PRESIDENTE (DOTT. RICCIARELLI): benissimo, quindi ai fini della valutazione di luglio, se questo documento è entrato nell’ambito della vostra valutazione?
PAOLO CELOTTI: certamente sì, perché io non lo so se questo documento, ma intendiamoci, lì sono state esaminate le perizie che erano state, insomma...
PUBBLICO MINISTERO (DOTT. RAZZI): chiedo scusa, lei non ci deve rispondere...
PAOLO CELOTTI: prego?
PUBBLICO MINISTERO (DOTT. RAZZI): ...facendo ricorso al ragionamento deduttivo.

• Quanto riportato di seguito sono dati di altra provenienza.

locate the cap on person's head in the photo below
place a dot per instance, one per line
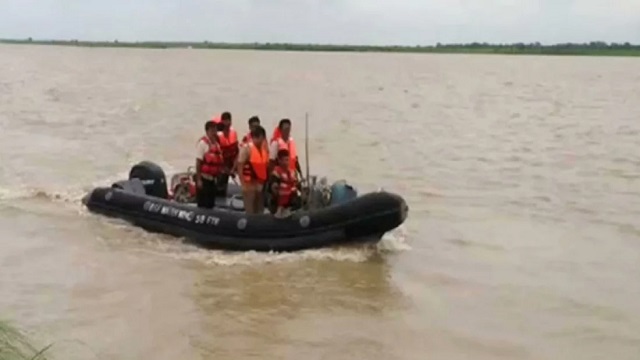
(209, 125)
(283, 153)
(258, 131)
(284, 122)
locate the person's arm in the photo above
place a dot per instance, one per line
(201, 149)
(275, 182)
(243, 156)
(273, 155)
(299, 168)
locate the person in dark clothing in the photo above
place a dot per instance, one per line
(209, 165)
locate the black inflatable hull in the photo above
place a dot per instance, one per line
(363, 219)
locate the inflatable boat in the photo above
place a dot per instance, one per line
(336, 214)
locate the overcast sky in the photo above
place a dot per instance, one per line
(325, 21)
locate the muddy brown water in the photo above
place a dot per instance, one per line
(522, 175)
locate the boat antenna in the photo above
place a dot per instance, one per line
(306, 155)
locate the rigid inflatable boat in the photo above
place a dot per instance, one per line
(338, 215)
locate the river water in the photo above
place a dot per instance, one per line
(522, 175)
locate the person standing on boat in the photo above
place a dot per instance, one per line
(284, 187)
(209, 165)
(282, 140)
(254, 121)
(228, 139)
(253, 161)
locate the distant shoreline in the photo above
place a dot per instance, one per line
(574, 49)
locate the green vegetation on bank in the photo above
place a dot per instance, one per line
(15, 346)
(597, 48)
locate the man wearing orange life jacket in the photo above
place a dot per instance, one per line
(284, 187)
(282, 140)
(228, 139)
(209, 165)
(253, 161)
(254, 121)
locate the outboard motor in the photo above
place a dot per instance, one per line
(152, 177)
(342, 192)
(133, 186)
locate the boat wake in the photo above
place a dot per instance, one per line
(145, 243)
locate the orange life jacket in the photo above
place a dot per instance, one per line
(256, 168)
(293, 154)
(246, 139)
(229, 146)
(276, 134)
(286, 187)
(212, 161)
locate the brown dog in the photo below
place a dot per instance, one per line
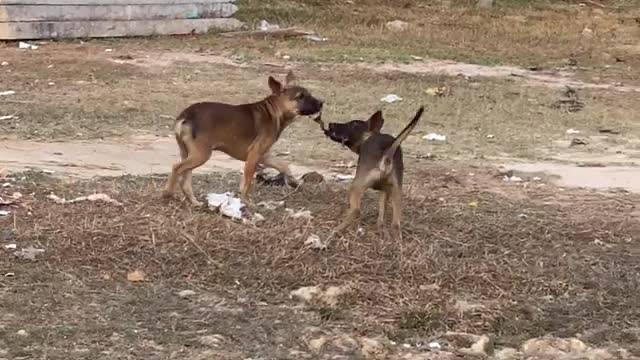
(245, 132)
(380, 165)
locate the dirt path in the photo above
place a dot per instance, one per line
(140, 156)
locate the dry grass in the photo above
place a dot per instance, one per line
(568, 267)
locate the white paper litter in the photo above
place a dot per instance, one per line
(24, 45)
(435, 137)
(512, 178)
(342, 177)
(314, 242)
(93, 197)
(299, 214)
(391, 98)
(228, 204)
(271, 205)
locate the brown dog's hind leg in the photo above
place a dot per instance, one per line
(396, 207)
(197, 154)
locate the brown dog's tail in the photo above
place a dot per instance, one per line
(386, 161)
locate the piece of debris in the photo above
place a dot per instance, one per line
(186, 293)
(435, 137)
(299, 214)
(271, 205)
(265, 26)
(228, 204)
(93, 198)
(397, 25)
(391, 98)
(344, 177)
(29, 253)
(314, 38)
(312, 178)
(24, 45)
(314, 242)
(136, 276)
(577, 141)
(437, 91)
(512, 178)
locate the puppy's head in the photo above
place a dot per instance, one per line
(294, 99)
(353, 133)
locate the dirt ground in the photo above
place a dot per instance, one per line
(523, 224)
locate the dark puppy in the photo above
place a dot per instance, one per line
(245, 132)
(380, 164)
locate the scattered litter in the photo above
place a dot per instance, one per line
(314, 242)
(271, 205)
(343, 177)
(314, 38)
(437, 91)
(186, 293)
(435, 137)
(397, 25)
(136, 276)
(265, 26)
(299, 214)
(512, 178)
(94, 197)
(228, 204)
(24, 45)
(391, 98)
(29, 253)
(576, 141)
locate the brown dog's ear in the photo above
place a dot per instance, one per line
(291, 79)
(376, 121)
(275, 85)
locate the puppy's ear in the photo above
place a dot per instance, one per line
(375, 122)
(291, 79)
(275, 85)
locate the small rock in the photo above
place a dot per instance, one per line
(397, 25)
(186, 293)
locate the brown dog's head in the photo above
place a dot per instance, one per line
(353, 133)
(294, 99)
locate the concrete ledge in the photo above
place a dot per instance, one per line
(19, 13)
(111, 2)
(94, 29)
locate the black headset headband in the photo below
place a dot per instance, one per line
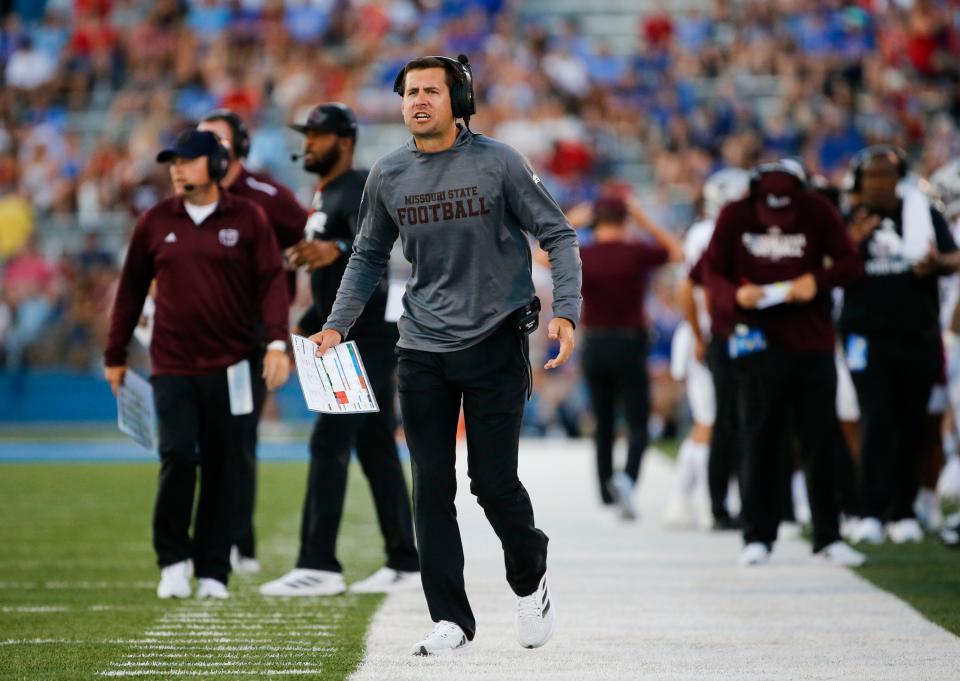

PRESIDENTE (DOTT. RICCIARELLI): alla logica, esatto.
PAOLO CELOTTI: no, no.
PUBBLICO MINISTERO (DOTT. RAZZI): che è mi pare quello che lei sta facendo.
Cioè, io la invito a guardare quei documenti e a cercare di ricordare se se ne parlò, se ne parlò dell’autore...
PAOLO CELOTTI: e pertanto io sto rispondendo che ho esaminato, in Camera di Consiglio, documenti riguardanti la valutazione dei beni, se fosse questa del Professor Carbonetti, oggi non lo posso affermare, ma furono esaminati documenti riguardanti la valutazione dei beni nel periodo precedente, ovviamente.
PUBBLICO MINISTERO (DOTT. RAZZI): allora, la domanda seguente e che si collega a questa: quei documenti che lei ha esaminato, che valutazione dava dei beni in relazione alla proposta Capaldo?
PAOLO CELOTTI: c’è scritto nella Sentenza.
PUBBLICO MINISTERO (DOTT. RAZZI): no, non c’è scritto.
PAOLO CELOTTI: nella Sentenza questo è stato fatto, la comparazione, adesso...
PUBBLICO MINISTERO (DOTT. RAZZI): no, chiesto scusa, lei ha detto che ricorda di aver visto dei documenti, ma ricorda di aver visto dei documenti che avallavano, sia pure con valutazioni di tipo comparativo, l’offerta di 2.150 miliardi?
PAOLO CELOTTI: ma noi stiamo parlando della omologazione del Concordato.
PRESIDENTE (DOTT. RICCIARELLI): per adesso sì, per adesso sì.
PAOLO CELOTTI: nel luglio ’93, ’92 chiedo scusa, non stiamo parlando di questo che avvenne a marzo quando si profilavano poi queste altre sopravvenni... diciamo, questi fatti sopravvenuti, noi stiamo...
PRESIDENTE (DOTT. RICCIARELLI): sì, adesso guardi, scandiamo...
PAOLO CELOTTI: ...siamo tornati indietro.
PRESIDENTE (DOTT. RICCIARELLI): no, scandiamo le fasi di valutazione.
Adesso le è stato chiesto di stabilire se lei ha mai visto e valutato quei documenti; chiaramente quei documenti per la loro data ci riportano alla fase valutativa relativa all’omologa del Concordato.
PAOLO CELOTTI: esattamente.
PRESIDENTE (DOTT. RICCIARELLI): quindi fermiamoci un attimo su questo punto.